Jennifer Mormile’s health media “a-ha!” moment happened, ironically, during one of the few stretches of her professional life when she wasn’t directly involved with health media.

During her nearly nine years at Everyday Health, Mormile saw the organization’s digital operation evolve from a website with “maybe 300,000 users,” as she puts it, to one of the health world’s online behemoths. At the end of her tenure, she was overseeing the company’s HCP and DTC operations and running an estimated 80% of its revenue – just under $200 million per year. But she had started to feel a bit burned out and decided to leave before she soured on the space.

“I’d been talking about health and pharma for so, so long,” she recalls.

After meeting with any number of prospective employers, Mormile accepted an offer to become Condé Nast’s head of beauty. Almost immediately she was taken by the degree of innovation – and even risk – marketers in the category were willing to embrace. “It was a whole new world for me. It felt like there could be a way to bring that kind of innovation to the pharma space,” she says.

Mormile seized the opportunity to do so shortly thereafter. In April 2017, she led the launch of Condé Nast Health, the century-old publishing behemoth’s most aggressive foray into the category to date. Initially, the idea was met with some skepticism, internally and otherwise. “It was like being a startup in this big, big organization,” Mormile says. “There was a lot of ‘Vogue for pharma? No thank you!’”

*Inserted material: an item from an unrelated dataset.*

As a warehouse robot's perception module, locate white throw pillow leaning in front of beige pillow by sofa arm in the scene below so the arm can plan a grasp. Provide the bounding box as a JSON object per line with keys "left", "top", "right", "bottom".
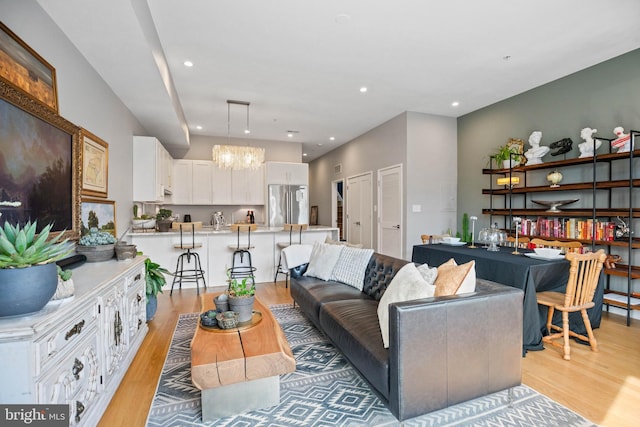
{"left": 378, "top": 262, "right": 435, "bottom": 348}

Mormile was ultimately promoted to chief industries officer, SVP lifestyle division, a post in which she oversees health as well as CPG, home and travel. She brought in Carrie Moore, also an Everyday Health alum, to serve as CN’s head of health.

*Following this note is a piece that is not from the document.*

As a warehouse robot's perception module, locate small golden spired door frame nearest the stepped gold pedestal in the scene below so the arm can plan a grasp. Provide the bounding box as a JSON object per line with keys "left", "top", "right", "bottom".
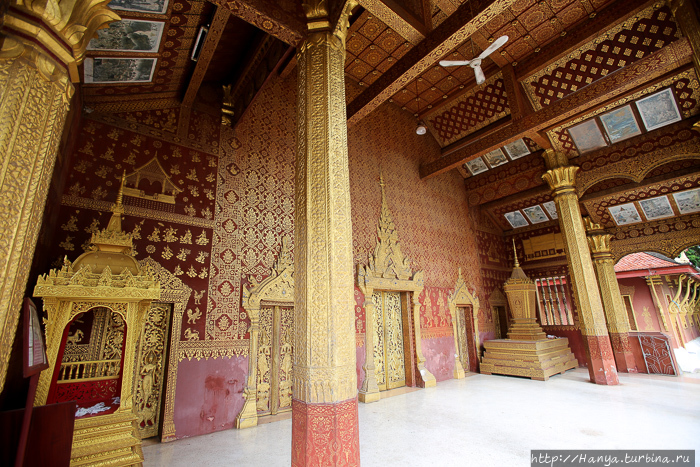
{"left": 447, "top": 268, "right": 479, "bottom": 379}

Healthcare and wellness marketers quickly warmed to CN’s pitch. Prior to formally rolling out the new unit, Mormile did some research and found that one out of every five pieces of content consumed across nearly 30 Condé Nast brands was health- or wellness-related. This, combined with information gleaned from CN’s nascent Spire behavioral-data platform, led Mormile to believe that the company was uniquely positioned to partner with healthcare organizations that had finally started to venture into the new media wild.

She was onto something. In 2018 alone, Mormile reports, Condé Nast added 60 new pharma and healthcare advertisers to its portfolio. It did so in ways that media companies without celebrity cred couldn’t match – like an Allure/Glamour Instagram video in which actor/model Jaime King candidly discussed her battle with endometriosis.

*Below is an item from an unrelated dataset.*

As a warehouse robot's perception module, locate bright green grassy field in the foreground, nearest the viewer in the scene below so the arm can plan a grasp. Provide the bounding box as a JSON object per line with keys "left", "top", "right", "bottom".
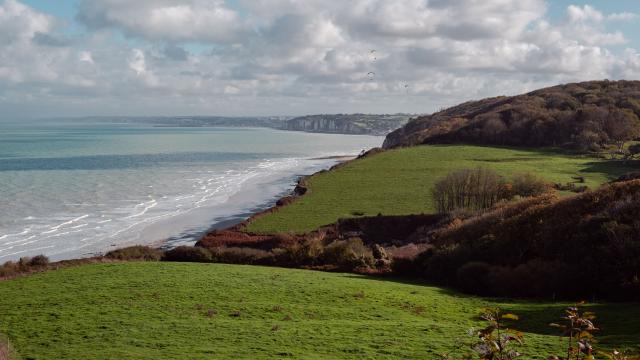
{"left": 0, "top": 263, "right": 640, "bottom": 359}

That, Mormile believes, is Condé Nast’s true advantage as it seeks to partner with health and pharma companies: It knows content.

“There’s not a lack of health content, but there’s definitely a lack of good, engaging, leaning-in health content,” she explains, noting that marketers have met with limited success when attempting to create programming of their own. “Pharma is spending endless time and resources trying to do this themselves, but it falls short and isn’t getting people to engage… Even if they’re doing some things really well in print or on TV, it’s not a holistic approach. It’s not consistent across channels.”

But when asked to extol the virtues of individual Condé Nast titles – a question that usually prompts brand overlords to share many, many enthusiastic words by way of response – Mormile instead downplays them. “We’re thinking about it less and less in terms of this particular brand,” she explains. “We kind of do it backwards. We’ll ask, ‘Where are psoriasis sufferers engaging?’ and ‘What is resonating with them?’ Then we can back in to certain of our brands.”

The obvious best fits, in the digital realm as much if not more than print, are Self, Allure and Glamour (for conditions like psoriasis and ones that relate to sexual and mental health). Condé Nast Traveler receives high marks from health marketers for its attentiveness to traveling with common diseases and conditions, while Wired is a favored destination for high-science types.

“We’re able to create compelling stories across brands and across the conditions we’re trying to talk about,” Mormile says.

In the months ahead, Condé Nast’s telling of those stories will involve “leaning hard” into video and experiential programs, she adds. The company’s recently launched health video network should prove a lure for marketers, given its brand-safe environment. “That’s one of the biggest things clients want. You see them pulling some of their YouTube dollars because YouTube can’t promise that,” Mormile says. She pointedly notes that Condé Nast alone is authorized to sell Condé Nast video on YouTube.

Expect CN to continue to present itself to healthcare marketers as one of the few organizations that can “glue it all together,” as Mormile puts it. And look for the company to push its multichannel muscle and customer knowledge as key virtues.

“Back in the day, it was all about WebMD and Everyday Health,” she says. “But as more people participate in the conversations, there’s more in play. It’s about [the media brands and marketers that] understand patients may be suffering from a condition but that the condition is not the only thing that defines them.”

Jennifer Mormile will be presenting at the 2019 HealthFront, presented by Publicis Health Media, on Wednesday July 17, as part of “The Doc with the Dragon Tattoo: From Paternalism to Partnership” panel.